Robb sat up and placed the book, front cover down, on the table. Eager to hear some good news, he snatched the letter from Spion, hastily unfolded the parchment, and read out loud.

“Dear Robb, now I don’t mean to sound sceptical, but is this journal for real? I have my doubts. So please, be certain it is. You can’t trust everything that you read. You have to be very, very sure. If it is real, then it would certainly prove useful. And, I want to see it for myself too when you return. As for what you wrote about mother, is there more?”

Robb grunted and rolled his eyes at Myra’s contradicting interests.

“About your quest, perhaps I was wrong to give you such a short time frame. A part of me knows that you probably wouldn’t keep your promise anyway. So it doesn’t even matter, does it? But honestly, I’m still not sure if you should stay away for so long. After you left, I had a bad feeling. And when I told the royal council about your ‘sabbatical’, they weren’t pleased about it either. But I won’t tell you when you should come home. I don’t want to be a nag.”

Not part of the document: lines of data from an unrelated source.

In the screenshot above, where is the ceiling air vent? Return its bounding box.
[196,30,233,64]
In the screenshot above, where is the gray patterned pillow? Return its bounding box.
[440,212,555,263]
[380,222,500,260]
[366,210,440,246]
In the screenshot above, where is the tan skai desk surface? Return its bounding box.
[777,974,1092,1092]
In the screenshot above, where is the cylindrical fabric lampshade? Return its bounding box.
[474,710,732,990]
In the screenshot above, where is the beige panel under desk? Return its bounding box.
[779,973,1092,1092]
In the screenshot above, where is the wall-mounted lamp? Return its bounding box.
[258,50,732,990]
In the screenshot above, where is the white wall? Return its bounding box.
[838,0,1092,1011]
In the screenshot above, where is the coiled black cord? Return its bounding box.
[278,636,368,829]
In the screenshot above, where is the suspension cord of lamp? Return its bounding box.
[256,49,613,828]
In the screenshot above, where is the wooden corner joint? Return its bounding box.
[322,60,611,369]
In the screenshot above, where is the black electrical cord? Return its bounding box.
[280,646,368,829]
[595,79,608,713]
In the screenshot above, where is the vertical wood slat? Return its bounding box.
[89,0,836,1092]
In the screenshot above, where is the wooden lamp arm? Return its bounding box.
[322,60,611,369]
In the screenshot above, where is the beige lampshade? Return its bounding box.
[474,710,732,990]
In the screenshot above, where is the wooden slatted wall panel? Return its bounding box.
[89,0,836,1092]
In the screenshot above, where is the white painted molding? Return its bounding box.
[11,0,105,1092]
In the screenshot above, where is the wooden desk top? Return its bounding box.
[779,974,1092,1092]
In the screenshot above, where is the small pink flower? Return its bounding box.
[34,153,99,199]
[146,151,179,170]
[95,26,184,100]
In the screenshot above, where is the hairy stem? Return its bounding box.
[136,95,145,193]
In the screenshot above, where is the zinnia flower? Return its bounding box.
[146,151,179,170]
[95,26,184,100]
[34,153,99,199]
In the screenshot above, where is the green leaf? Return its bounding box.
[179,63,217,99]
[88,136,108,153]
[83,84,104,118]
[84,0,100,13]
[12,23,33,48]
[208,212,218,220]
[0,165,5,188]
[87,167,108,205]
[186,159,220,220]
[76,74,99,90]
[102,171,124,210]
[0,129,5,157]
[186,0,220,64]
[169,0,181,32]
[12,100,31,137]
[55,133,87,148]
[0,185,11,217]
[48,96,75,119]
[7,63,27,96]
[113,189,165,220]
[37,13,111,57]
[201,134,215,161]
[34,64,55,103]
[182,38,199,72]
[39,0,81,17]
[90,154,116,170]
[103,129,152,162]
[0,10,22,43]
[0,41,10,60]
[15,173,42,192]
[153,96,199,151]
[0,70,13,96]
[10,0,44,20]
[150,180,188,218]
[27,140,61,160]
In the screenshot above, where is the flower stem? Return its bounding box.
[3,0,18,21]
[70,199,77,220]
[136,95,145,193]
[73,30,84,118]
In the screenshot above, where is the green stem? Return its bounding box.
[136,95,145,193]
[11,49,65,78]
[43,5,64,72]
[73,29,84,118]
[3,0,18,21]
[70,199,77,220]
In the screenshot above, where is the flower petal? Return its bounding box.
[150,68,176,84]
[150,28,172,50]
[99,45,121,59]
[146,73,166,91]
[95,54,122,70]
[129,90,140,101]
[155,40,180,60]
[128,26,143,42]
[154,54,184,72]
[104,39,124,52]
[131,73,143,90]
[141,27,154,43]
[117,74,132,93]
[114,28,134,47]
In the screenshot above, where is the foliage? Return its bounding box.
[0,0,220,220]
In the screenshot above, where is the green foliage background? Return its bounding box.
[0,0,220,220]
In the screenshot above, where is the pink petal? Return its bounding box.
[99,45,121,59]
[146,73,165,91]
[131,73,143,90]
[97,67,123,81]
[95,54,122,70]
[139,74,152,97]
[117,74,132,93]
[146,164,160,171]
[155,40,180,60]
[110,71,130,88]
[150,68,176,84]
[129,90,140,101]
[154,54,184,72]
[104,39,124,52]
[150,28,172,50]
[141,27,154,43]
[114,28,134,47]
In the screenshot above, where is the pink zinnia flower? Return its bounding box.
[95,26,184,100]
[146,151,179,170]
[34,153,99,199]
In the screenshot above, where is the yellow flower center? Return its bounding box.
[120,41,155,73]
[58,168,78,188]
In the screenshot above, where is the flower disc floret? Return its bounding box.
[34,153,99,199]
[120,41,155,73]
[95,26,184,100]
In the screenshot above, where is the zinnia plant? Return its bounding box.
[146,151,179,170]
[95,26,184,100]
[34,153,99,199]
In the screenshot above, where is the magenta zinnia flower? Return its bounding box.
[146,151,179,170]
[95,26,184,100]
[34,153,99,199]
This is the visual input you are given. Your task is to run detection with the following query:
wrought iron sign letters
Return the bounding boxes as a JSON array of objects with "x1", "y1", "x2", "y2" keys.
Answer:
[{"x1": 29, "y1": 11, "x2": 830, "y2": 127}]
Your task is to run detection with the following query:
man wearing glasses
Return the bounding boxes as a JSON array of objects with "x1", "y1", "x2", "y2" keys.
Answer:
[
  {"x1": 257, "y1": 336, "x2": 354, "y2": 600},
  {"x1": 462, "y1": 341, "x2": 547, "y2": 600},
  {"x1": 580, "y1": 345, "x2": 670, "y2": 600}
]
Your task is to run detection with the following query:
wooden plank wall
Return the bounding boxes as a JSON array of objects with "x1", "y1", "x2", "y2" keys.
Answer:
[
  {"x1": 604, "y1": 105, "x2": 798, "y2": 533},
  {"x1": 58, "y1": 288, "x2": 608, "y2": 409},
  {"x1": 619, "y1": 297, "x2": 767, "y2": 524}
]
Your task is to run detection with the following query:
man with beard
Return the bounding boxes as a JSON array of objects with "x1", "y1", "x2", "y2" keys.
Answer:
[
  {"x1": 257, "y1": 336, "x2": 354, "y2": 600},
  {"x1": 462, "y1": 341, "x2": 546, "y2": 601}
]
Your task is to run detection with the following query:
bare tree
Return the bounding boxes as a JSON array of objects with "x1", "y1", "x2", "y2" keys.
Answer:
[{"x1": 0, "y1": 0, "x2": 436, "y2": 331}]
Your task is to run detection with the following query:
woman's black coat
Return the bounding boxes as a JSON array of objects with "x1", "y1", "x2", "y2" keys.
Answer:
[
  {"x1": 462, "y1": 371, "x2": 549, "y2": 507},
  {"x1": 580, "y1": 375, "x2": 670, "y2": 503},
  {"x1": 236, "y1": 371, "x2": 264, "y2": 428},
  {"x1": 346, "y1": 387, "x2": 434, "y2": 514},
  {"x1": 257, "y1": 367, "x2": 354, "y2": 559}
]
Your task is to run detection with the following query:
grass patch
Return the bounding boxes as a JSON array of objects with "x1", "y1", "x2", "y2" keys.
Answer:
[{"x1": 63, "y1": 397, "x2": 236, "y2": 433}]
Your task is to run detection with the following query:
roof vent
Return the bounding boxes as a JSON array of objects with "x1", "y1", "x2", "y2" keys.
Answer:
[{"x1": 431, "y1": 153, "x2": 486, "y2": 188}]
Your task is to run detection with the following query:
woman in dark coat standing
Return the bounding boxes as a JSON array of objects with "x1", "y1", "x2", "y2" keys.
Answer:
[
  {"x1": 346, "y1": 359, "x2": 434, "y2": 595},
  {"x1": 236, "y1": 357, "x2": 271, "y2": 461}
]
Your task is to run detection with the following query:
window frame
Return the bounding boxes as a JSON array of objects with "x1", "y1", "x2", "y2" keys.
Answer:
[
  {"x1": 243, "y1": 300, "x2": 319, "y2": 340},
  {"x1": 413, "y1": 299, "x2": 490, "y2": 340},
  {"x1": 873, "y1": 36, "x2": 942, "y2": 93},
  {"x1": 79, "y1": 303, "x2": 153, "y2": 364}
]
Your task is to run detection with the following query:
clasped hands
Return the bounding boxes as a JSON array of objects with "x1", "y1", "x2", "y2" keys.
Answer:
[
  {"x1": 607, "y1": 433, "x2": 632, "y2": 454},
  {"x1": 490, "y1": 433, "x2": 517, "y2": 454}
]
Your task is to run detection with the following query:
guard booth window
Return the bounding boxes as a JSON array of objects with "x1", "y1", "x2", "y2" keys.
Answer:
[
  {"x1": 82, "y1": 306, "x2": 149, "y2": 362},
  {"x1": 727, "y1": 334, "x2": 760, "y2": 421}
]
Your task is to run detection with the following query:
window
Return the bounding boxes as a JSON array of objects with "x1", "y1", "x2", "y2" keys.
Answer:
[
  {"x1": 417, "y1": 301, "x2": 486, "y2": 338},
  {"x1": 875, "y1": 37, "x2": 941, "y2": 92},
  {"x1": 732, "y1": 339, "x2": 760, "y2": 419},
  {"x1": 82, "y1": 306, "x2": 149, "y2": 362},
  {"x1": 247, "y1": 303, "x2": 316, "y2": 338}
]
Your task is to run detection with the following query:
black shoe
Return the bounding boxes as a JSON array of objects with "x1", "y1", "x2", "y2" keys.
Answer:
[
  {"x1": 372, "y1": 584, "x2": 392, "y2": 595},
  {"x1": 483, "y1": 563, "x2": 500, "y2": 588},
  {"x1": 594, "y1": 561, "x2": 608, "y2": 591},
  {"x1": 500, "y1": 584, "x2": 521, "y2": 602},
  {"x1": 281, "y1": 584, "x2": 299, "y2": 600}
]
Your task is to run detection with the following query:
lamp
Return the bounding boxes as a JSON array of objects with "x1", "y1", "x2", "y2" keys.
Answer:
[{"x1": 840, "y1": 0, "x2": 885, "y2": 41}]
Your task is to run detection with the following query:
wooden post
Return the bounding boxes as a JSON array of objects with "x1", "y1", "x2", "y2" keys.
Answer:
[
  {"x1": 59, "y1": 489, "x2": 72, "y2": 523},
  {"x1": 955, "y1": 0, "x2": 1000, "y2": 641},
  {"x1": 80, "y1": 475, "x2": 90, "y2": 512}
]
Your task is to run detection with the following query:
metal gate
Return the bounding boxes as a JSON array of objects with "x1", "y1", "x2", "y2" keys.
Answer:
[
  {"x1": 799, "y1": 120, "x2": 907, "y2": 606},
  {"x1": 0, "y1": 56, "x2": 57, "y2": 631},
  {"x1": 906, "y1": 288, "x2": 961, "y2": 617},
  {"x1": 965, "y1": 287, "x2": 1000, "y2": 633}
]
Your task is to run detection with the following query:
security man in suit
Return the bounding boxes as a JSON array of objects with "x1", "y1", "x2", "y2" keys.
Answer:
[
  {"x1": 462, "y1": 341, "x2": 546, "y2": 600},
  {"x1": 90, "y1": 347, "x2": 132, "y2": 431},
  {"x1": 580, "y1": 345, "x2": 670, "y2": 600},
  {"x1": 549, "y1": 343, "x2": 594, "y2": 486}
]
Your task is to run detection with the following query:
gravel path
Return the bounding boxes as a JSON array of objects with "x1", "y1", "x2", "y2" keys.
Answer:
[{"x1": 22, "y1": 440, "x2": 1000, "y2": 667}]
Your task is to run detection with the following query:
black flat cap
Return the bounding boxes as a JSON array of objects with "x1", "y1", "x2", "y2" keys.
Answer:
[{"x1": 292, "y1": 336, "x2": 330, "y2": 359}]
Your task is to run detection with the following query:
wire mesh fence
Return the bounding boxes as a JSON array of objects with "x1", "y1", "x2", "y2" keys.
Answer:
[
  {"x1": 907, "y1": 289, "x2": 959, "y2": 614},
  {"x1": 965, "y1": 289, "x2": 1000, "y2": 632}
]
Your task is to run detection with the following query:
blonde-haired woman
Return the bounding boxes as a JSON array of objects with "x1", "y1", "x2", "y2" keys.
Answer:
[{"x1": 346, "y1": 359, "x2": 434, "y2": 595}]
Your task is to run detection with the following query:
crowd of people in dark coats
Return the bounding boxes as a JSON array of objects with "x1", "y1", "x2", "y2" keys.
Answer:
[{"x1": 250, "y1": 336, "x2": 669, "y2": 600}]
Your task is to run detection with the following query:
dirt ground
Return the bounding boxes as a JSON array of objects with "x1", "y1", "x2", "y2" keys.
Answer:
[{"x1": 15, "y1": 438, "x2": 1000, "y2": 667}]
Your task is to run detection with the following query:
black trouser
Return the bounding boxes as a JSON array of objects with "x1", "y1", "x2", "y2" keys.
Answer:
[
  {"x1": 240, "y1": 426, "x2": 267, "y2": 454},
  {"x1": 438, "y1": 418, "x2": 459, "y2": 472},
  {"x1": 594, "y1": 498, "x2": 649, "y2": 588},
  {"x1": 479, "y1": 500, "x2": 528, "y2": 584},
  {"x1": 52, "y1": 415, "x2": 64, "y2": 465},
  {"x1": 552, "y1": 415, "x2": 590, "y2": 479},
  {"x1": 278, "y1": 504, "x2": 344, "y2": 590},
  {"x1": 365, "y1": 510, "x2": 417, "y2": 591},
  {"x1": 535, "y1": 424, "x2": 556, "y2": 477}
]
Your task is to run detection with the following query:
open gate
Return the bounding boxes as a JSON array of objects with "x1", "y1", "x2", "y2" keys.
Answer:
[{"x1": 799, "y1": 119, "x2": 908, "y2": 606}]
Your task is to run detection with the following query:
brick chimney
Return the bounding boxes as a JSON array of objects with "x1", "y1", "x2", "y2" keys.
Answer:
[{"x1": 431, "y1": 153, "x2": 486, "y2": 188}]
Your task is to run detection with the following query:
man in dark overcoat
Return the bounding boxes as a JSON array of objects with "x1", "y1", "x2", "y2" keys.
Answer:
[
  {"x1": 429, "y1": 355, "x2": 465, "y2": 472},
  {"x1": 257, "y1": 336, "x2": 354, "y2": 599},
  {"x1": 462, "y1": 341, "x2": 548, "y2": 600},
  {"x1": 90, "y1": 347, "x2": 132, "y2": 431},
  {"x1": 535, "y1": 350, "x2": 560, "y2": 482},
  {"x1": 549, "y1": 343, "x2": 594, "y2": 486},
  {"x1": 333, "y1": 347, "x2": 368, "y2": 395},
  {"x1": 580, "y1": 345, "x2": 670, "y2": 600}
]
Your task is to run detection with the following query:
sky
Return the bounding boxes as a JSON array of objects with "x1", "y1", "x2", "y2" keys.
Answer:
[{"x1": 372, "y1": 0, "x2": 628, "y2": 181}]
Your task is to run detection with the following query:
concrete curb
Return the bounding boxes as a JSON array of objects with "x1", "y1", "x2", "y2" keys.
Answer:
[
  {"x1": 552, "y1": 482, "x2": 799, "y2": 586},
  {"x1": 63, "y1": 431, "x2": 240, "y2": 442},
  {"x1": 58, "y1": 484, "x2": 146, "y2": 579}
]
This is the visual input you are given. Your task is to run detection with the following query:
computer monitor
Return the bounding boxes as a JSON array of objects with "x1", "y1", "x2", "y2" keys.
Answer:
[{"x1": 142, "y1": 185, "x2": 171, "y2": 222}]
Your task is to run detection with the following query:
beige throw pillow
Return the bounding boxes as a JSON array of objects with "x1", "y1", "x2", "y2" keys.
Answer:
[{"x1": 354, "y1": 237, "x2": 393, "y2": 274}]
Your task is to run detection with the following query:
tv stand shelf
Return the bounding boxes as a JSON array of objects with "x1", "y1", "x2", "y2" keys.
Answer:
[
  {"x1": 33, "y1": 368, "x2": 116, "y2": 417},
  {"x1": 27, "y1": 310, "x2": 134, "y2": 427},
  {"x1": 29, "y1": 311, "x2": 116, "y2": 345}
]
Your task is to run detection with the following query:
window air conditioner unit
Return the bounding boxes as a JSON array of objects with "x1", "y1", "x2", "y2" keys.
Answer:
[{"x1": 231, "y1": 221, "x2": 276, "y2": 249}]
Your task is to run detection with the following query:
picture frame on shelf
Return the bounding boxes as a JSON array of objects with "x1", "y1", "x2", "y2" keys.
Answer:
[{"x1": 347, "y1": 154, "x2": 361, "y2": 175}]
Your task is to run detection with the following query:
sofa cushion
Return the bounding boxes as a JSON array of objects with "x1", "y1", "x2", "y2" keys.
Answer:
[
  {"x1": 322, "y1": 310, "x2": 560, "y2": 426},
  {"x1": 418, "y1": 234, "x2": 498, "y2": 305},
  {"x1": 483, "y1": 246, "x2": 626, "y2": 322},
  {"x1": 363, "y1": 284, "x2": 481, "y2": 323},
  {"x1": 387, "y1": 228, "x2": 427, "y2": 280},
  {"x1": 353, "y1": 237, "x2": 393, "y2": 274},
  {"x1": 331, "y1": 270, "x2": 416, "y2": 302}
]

“Since when is she not?” Robb muttered under his breath. When Spion cleared his throat in response, Robb said, “Well, it’s true,” before returning to the letter.

“So, I’ll leave that up to you. Somehow, something tells me you have to do this. I can’t shake it off, nor can I deny it. So just go and bring father home. I believe in you. On a side note, I received news that Prince Malum is no longer in Tentazoa. So stay vigilant, brother. I’ll try my best to keep Zeruko safe while you’re away. Love, Myra.”

“That’s a quick change of heart,” Robb added.

“Prince Malum is no longer in Tentazoa?” Spion asked with a frown.

Delighted at having successfully convinced his sister, Robb glimpsed over the added fact. It was only when Spion requested to see the letter that Robb realised he shouldn’t be celebrating. Prince Malum being away from home was far from good news. The prince was King Daemon’s only son—the sole heir to Tentazoa. So what malicious plot did they have that required the prince to leave home?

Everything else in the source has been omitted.